Regarding drug name similarities, Ali Hansford, Head of Regulatory Strategy Policy at the Association of the British Pharmaceutical Industry (ABPI), said: “If concerns are raised about the name of a confusing drug, companies are working with regulators such as the MHRA to make the necessary changes.”

However, it is rare for perilous brand names to be changed once they have been launched at great expense in the global market. The few that were changed included, for example, the heartburn drug Losec, which was changed in 1990, by order of US authorities, to Prilosec because it looked too much like the diuretic drug Lasix.

And in 2016, the antidepressant Brintellix was renamed Trintellix, to reduce the risk of confusion with Brilinta, a blood thinner. In the UK, other ways to reduce the incidence of drug name confusion are being explored.

Last year, Victoria Steele, a pharmacist at LloydsPharmacy, reported that her distributors had reduced the number of errors where the drugs amlodipine and amitriptyline are confused by three quarters. While amlodipine is used to treat high blood pressure and coronary heart disease, amitriptyline is an antidepressant also used to reduce nerve pain.

She told a Community Pharmacy Patient Safety Group conference that confusion between amlodipine and amitriptyline during dispensing had previously accounted for half of Lloyd’s drug name confusion errors. She said steps taken to address the issue included moving amitriptyline to the area of ​​dispensaries whose drug names begin with “Y” and stamping drug boxes with a warning about name confusion.

Moreover, a very simple solution was proposed by a Scottish expert. Glasgow-based ophthalmologist Dr Magdalena Edington has warned in the journal BMJ Case Reports that a woman suffered chemical injuries and had to go to A&E after she was mistakenly prescribed erectile dysfunction cream for a eye dryness.
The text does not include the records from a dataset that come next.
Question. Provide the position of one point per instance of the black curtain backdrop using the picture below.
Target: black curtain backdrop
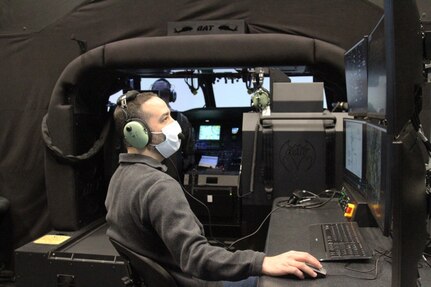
(38, 39)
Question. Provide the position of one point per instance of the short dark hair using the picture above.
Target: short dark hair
(133, 110)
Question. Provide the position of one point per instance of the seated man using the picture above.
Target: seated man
(147, 210)
(184, 158)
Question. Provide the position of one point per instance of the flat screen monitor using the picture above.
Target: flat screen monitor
(355, 63)
(209, 132)
(354, 160)
(377, 195)
(377, 72)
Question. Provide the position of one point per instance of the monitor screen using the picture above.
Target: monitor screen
(209, 132)
(355, 63)
(208, 161)
(377, 72)
(376, 195)
(353, 152)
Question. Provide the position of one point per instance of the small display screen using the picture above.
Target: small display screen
(353, 147)
(208, 161)
(209, 132)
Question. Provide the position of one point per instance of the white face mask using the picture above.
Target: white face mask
(171, 143)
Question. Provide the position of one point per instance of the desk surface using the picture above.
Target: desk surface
(288, 230)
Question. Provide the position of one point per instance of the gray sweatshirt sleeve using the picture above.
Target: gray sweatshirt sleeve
(181, 232)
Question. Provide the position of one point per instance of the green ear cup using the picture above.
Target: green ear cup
(136, 134)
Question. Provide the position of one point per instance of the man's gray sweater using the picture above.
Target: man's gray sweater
(148, 212)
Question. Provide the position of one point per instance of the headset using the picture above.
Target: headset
(163, 85)
(135, 131)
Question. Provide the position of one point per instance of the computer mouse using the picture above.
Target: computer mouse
(321, 273)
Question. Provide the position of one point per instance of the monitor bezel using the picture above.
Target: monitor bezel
(362, 46)
(384, 220)
(349, 177)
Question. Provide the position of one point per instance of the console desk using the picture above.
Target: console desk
(288, 230)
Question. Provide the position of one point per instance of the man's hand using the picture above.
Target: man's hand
(292, 262)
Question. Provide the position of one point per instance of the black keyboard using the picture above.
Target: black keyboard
(338, 241)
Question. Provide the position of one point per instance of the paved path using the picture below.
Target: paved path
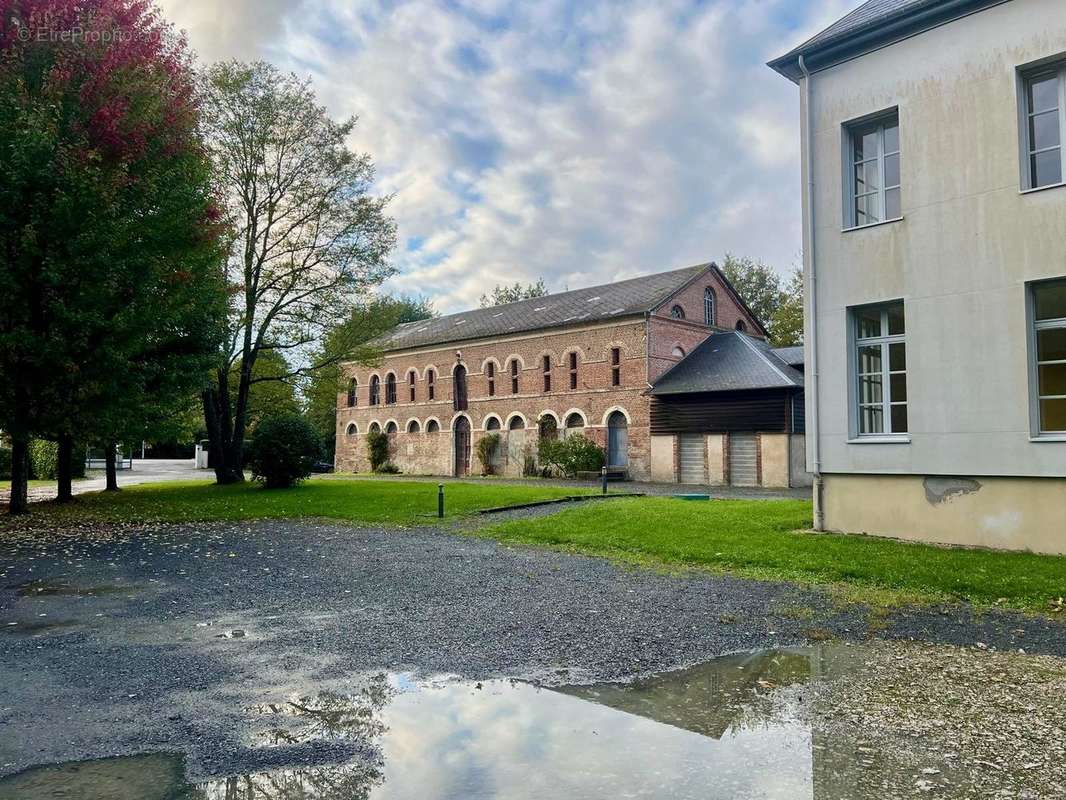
(147, 470)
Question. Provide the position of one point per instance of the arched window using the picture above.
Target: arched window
(458, 392)
(709, 306)
(575, 422)
(548, 428)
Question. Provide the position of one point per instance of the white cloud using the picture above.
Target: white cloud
(576, 141)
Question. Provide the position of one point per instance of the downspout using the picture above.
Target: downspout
(814, 438)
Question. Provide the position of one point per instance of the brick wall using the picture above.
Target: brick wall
(593, 399)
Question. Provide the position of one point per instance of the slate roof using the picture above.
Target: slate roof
(871, 25)
(728, 362)
(622, 299)
(792, 356)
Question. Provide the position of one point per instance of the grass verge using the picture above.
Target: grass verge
(397, 502)
(763, 539)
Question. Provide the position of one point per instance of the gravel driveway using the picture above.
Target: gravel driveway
(148, 639)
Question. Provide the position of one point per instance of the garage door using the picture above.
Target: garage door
(743, 460)
(691, 451)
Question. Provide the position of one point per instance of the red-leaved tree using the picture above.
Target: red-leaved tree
(110, 236)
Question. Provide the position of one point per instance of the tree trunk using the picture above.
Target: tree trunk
(64, 468)
(110, 466)
(19, 474)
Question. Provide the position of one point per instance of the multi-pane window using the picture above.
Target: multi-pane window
(1044, 124)
(1049, 335)
(881, 369)
(709, 306)
(873, 159)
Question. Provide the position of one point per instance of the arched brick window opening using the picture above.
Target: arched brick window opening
(709, 306)
(459, 394)
(548, 428)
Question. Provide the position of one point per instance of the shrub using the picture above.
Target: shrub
(377, 449)
(44, 457)
(487, 447)
(571, 454)
(283, 450)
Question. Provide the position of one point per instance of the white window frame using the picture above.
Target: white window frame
(1034, 326)
(851, 197)
(1026, 76)
(885, 340)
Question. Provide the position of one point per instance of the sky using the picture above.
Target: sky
(576, 141)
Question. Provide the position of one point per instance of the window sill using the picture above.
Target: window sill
(871, 225)
(1043, 188)
(888, 440)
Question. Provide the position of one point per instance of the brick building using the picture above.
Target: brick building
(579, 361)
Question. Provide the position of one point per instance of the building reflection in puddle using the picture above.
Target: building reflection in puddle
(722, 730)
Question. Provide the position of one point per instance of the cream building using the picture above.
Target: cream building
(935, 260)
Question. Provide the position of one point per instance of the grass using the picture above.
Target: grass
(398, 502)
(762, 539)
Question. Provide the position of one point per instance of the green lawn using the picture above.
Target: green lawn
(759, 539)
(402, 502)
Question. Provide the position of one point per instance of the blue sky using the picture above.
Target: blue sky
(579, 141)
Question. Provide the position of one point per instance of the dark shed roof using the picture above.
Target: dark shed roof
(874, 24)
(626, 298)
(728, 362)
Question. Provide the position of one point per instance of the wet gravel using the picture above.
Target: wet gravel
(140, 639)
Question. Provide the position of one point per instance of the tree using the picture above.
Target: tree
(309, 237)
(503, 293)
(367, 321)
(786, 325)
(108, 226)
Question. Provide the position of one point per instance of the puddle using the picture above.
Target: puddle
(735, 729)
(51, 587)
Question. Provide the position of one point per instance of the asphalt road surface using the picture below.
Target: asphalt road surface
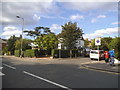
(22, 74)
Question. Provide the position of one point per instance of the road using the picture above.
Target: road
(23, 74)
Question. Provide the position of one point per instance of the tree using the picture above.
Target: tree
(86, 42)
(11, 44)
(47, 42)
(70, 33)
(115, 44)
(38, 31)
(25, 45)
(104, 43)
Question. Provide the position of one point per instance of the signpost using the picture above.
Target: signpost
(98, 43)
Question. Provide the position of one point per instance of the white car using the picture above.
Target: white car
(96, 54)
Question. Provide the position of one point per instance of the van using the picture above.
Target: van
(96, 54)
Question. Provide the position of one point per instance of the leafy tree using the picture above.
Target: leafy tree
(86, 42)
(104, 43)
(115, 44)
(38, 31)
(47, 42)
(25, 44)
(11, 44)
(70, 33)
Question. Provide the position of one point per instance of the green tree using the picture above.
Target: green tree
(11, 44)
(38, 31)
(25, 44)
(105, 42)
(70, 33)
(47, 42)
(86, 42)
(115, 44)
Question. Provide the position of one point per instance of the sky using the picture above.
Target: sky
(96, 19)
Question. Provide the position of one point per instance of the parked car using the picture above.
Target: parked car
(96, 54)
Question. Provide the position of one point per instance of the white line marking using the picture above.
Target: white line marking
(47, 80)
(1, 74)
(9, 66)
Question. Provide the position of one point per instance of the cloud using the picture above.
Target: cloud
(88, 6)
(11, 30)
(36, 17)
(114, 23)
(98, 17)
(101, 33)
(75, 17)
(56, 28)
(101, 16)
(93, 20)
(30, 11)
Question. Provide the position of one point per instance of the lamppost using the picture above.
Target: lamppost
(22, 34)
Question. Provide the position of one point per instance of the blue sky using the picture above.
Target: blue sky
(95, 18)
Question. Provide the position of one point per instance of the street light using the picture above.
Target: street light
(22, 34)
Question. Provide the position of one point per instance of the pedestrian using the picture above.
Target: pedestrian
(112, 57)
(106, 56)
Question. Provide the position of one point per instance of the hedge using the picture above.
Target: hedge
(31, 53)
(64, 53)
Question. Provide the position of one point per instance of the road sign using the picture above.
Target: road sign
(97, 41)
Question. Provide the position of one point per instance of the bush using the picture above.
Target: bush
(64, 53)
(17, 53)
(29, 53)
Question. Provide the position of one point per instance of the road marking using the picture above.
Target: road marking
(100, 70)
(9, 66)
(1, 74)
(59, 85)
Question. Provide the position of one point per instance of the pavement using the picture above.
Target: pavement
(91, 64)
(102, 66)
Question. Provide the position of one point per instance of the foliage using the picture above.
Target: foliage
(104, 43)
(25, 44)
(38, 31)
(17, 53)
(86, 42)
(11, 44)
(70, 33)
(56, 53)
(47, 42)
(115, 44)
(29, 53)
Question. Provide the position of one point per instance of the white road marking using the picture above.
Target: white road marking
(47, 80)
(1, 74)
(9, 66)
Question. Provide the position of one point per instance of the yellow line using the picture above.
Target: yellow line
(100, 70)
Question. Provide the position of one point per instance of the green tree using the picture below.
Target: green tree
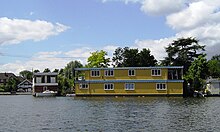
(146, 59)
(69, 69)
(131, 57)
(66, 77)
(126, 57)
(214, 66)
(26, 74)
(197, 73)
(46, 70)
(118, 57)
(56, 70)
(11, 84)
(36, 71)
(98, 59)
(182, 52)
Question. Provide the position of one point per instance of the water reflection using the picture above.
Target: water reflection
(26, 113)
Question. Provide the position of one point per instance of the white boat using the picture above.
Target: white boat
(46, 93)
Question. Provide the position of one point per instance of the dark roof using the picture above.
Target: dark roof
(127, 68)
(7, 75)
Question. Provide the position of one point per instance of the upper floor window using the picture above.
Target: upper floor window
(95, 73)
(53, 79)
(156, 72)
(83, 86)
(38, 79)
(109, 86)
(131, 72)
(129, 86)
(161, 86)
(109, 72)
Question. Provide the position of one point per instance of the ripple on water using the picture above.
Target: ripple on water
(26, 113)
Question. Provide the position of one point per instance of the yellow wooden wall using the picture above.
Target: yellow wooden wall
(140, 89)
(122, 74)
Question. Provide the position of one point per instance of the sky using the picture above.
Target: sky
(39, 34)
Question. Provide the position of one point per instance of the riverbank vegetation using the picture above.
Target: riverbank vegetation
(186, 52)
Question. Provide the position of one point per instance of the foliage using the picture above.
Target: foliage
(26, 74)
(66, 77)
(146, 59)
(11, 85)
(125, 57)
(98, 59)
(197, 72)
(56, 70)
(36, 71)
(46, 70)
(68, 71)
(214, 66)
(182, 52)
(65, 85)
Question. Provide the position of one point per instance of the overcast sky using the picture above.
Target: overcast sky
(39, 34)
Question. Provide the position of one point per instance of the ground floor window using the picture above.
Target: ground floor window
(109, 86)
(161, 86)
(83, 86)
(129, 86)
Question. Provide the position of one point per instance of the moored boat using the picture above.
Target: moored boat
(46, 93)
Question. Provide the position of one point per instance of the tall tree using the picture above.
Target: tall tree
(98, 59)
(36, 71)
(46, 70)
(182, 52)
(118, 57)
(126, 57)
(69, 69)
(214, 66)
(131, 57)
(26, 74)
(197, 73)
(146, 59)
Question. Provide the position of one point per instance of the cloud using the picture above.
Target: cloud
(189, 18)
(31, 13)
(197, 14)
(83, 52)
(160, 7)
(14, 31)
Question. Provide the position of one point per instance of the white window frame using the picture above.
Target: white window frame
(83, 85)
(154, 72)
(161, 86)
(38, 80)
(111, 85)
(96, 71)
(131, 72)
(109, 73)
(52, 79)
(129, 86)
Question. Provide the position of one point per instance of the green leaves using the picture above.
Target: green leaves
(182, 52)
(125, 57)
(98, 59)
(197, 72)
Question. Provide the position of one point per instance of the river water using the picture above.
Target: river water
(130, 114)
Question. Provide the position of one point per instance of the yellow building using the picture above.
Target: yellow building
(129, 81)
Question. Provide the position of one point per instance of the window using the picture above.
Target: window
(109, 72)
(109, 86)
(95, 73)
(53, 79)
(131, 72)
(155, 72)
(161, 86)
(38, 79)
(83, 86)
(129, 86)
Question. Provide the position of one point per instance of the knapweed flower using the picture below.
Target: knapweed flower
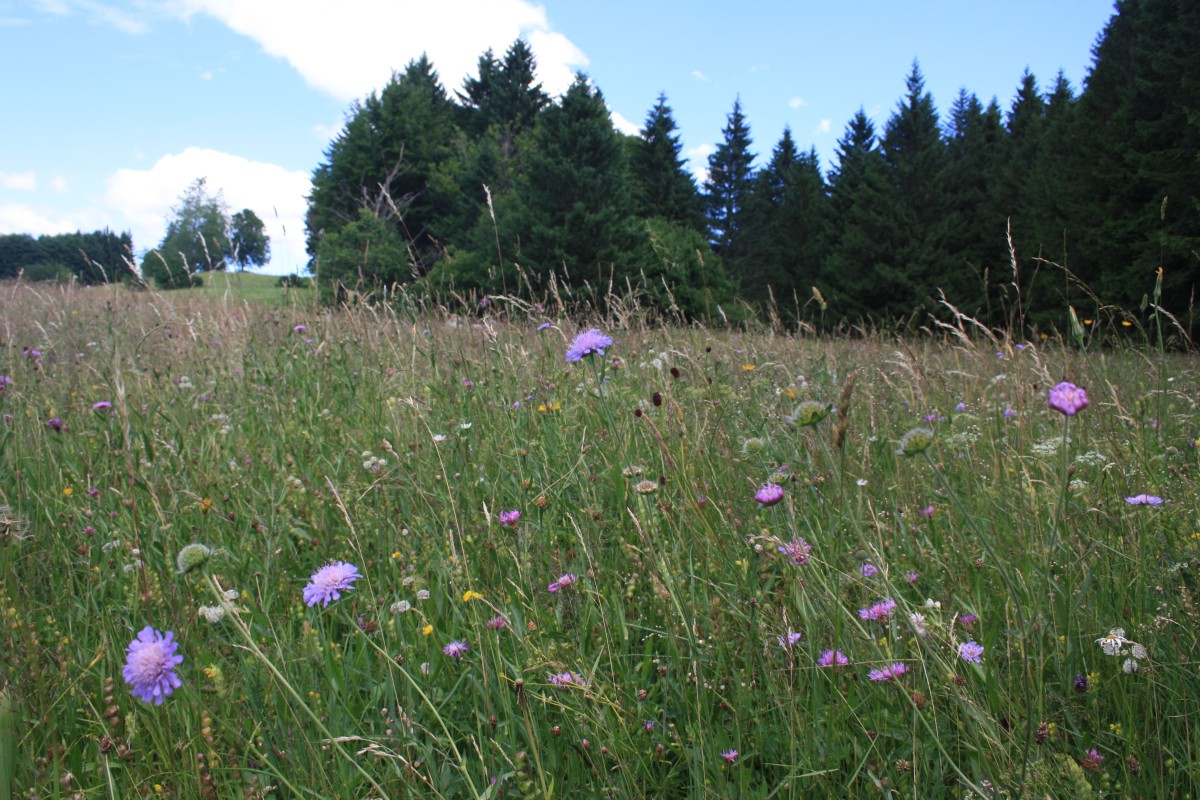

The woman received a handwritten prescription for Vita-pos, a liquid paraffin lubrication to treat severe dry eyes and corneal erosions.

However, her doctor’s handwriting was misread by a pharmacist, who mistakenly gave her Vitaros erection cream and the patient subsequently suffered from eye pain, blurred vision and inflammation. . As a result, she had to be treated at A&E with antibiotics and steroids.

Dr Edington insisted that prescribers “in future ensure that handwritten prescriptions are printed in block capitals to avoid similar scenarios”.